In a decision that reaffirms the strength of arbitration awards and the limits of judicial review, the Connecticut Appellate Court reversed a trial court’s decision to vacate an arbitration award reinstating a police sergeant terminated for use of force during an arrest. The case, City of Torrington v. Council 4, AFSCME, offers some important reminders for public and private employers navigating discipline in unionized workplaces and for arbitration proceedings too.
According to the case, Gerald Peters, a seasoned sergeant with the Torrington Police Department, was terminated after using pepper spray and a takedown maneuver on an arrestee during booking. Peters had warned the arrestee, who was intoxicated, combative, and armed earlier, and, according to the case, believed force was necessary to prevent injury when removing the handcuffs.
Although no injuries occurred and the state police declined to pursue criminal charges, the department fired Peters following an external investigation that concluded he used excessive force. The union grieved the termination, and an arbitration panel found the use of force was objectively reasonable under department policy and not excessive, ordering Peters reinstated with full back pay.

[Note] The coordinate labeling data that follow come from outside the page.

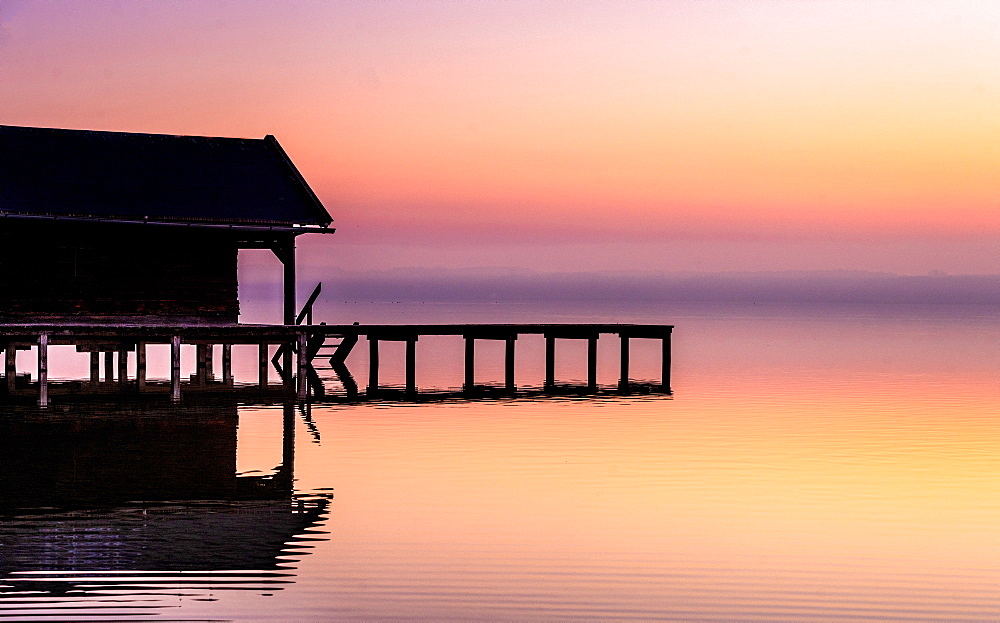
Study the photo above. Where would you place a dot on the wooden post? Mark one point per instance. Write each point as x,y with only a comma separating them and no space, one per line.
43,370
10,367
95,367
592,363
509,365
140,366
209,362
411,366
122,365
175,368
623,380
288,374
372,364
201,363
550,362
285,251
665,377
470,364
302,361
286,473
227,365
262,365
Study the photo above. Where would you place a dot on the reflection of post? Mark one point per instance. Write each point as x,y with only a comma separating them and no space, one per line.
592,363
284,477
122,365
411,366
140,366
227,364
665,381
10,366
262,365
509,365
470,363
175,368
302,360
550,362
372,364
43,370
95,367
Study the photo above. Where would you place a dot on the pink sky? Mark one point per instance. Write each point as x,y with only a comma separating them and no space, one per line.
566,135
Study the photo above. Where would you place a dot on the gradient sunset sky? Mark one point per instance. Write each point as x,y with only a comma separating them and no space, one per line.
666,136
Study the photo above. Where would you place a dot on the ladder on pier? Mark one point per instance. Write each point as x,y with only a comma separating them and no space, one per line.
317,347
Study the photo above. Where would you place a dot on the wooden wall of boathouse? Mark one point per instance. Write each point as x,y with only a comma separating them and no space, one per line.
54,270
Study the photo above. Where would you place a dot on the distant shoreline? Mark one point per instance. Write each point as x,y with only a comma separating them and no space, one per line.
778,287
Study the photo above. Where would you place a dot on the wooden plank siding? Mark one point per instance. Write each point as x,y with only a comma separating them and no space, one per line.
82,272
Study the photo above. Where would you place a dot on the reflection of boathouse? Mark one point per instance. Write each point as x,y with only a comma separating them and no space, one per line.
143,488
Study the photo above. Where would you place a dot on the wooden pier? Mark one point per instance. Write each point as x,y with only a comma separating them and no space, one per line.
299,348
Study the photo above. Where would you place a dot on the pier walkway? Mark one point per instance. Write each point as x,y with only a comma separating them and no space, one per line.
299,348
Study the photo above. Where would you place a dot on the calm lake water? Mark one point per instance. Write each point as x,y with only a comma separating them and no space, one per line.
812,464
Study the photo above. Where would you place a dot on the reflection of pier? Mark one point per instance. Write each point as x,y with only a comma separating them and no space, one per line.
105,454
309,345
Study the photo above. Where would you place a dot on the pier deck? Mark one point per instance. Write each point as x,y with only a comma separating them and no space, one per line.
304,344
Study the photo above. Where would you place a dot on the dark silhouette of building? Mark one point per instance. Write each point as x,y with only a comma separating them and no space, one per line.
115,226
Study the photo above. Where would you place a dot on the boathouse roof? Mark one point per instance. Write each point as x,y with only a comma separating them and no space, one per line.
237,183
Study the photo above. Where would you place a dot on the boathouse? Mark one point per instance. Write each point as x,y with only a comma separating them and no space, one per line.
121,227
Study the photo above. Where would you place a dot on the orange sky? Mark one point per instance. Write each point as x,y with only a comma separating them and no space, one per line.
670,136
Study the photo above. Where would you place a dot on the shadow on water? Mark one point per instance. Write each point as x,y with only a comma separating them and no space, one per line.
105,509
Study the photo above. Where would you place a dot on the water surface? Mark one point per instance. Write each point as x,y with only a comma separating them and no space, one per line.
812,464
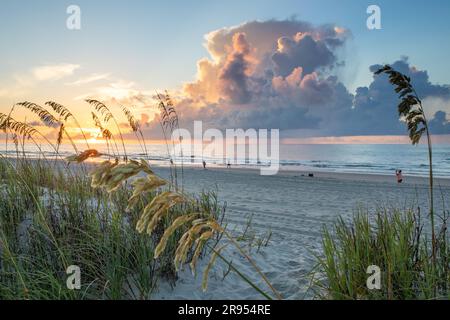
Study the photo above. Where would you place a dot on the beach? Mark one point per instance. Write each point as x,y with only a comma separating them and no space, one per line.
295,208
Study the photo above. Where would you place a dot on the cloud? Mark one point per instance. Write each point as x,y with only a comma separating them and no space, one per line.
54,72
375,107
281,74
270,74
89,79
439,124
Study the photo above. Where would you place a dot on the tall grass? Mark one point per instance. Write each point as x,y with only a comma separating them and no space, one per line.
50,219
394,240
53,216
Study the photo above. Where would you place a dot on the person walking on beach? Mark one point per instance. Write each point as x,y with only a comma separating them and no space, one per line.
399,175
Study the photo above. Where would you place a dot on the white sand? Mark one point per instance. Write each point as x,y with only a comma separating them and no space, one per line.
295,208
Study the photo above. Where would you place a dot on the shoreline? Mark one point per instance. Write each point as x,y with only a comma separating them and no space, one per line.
284,172
322,174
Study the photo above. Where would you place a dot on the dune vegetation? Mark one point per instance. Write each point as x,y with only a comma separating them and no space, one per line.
121,224
126,228
413,264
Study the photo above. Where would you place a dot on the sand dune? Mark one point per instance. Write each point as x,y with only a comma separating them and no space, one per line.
295,208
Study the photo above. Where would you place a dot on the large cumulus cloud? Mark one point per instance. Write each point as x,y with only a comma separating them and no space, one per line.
280,74
272,74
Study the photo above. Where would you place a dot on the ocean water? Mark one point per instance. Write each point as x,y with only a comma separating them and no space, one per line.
354,158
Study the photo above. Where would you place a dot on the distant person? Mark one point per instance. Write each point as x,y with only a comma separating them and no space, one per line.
399,175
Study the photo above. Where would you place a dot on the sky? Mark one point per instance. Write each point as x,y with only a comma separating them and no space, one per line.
304,67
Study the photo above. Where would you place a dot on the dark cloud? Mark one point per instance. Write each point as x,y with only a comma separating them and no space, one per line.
374,109
279,74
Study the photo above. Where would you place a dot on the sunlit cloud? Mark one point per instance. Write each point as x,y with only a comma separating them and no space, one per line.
89,79
54,72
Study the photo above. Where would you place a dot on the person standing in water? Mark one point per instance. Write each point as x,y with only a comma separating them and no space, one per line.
399,175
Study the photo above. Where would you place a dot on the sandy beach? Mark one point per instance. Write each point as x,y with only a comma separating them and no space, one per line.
294,207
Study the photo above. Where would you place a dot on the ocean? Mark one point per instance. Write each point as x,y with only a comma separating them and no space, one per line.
352,158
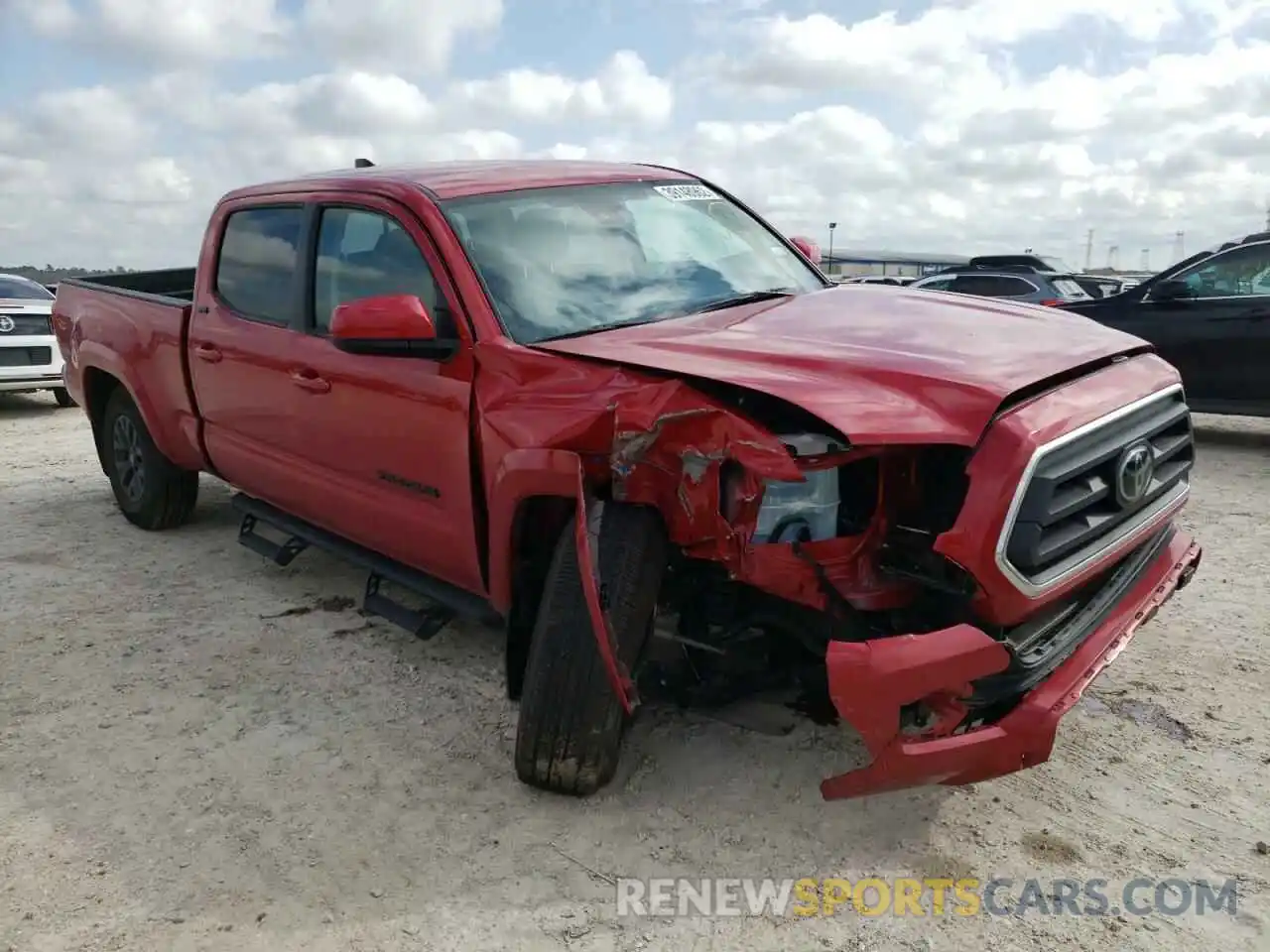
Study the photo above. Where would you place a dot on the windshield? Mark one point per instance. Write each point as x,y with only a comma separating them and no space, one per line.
23,290
562,262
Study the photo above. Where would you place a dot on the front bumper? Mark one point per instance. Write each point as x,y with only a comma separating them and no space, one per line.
871,682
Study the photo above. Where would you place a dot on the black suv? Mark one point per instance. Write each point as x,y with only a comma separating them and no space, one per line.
1209,316
1025,284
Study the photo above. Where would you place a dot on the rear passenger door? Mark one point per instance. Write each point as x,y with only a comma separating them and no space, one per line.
384,442
243,330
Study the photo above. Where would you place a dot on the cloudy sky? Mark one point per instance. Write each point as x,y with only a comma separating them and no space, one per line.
947,126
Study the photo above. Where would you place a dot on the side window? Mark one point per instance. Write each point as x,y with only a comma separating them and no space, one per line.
257,266
1241,272
366,254
992,286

The City of Torrington sought to vacate the award, arguing it violated public policy and that the arbitrators manifestly disregarded the law. The trial court agreed and ordered a new arbitration. On appeal, the Appellate Court reversed.
The Appellate Court emphasized:
- No Manifest Disregard of the Law: The court found that the arbitration panel applied the correct legal standard, which requires evaluating police use of force from the viewpoint of a reasonable officer on the scene—not in hindsight, and not based on the officer’s personal feelings.
- No Public Policy Violation: Even though public safety is involved, the court also found that reinstatement did not violate public policy because the force used was found to be within policy and objectively reasonable. The Court applied an established four-part test and concluded that only one factor (public safety) weighed against reinstatement—not enough to overturn the award.
So what are the takeaways for employers?
As I’ve talked about before, courts in Connecticut will not second-guess an arbitrator’s decision—even if the court might have reached a different conclusion. Even in police discipline cases, where public trust and safety are central, employers must show that reinstating the employee would clearly violate an explicit and well-defined public policy. If the conduct was found reasonable under department policy, courts are unlikely to intervene.
Ultimately, this case is a strong reminder that discipline decisions, even in high-profile or public safety contexts, must be thoroughly grounded in objective policy violations and procedural fairness. Where arbitration is the agreed dispute resolution method, its outcomes—right or wrong—will typically be final.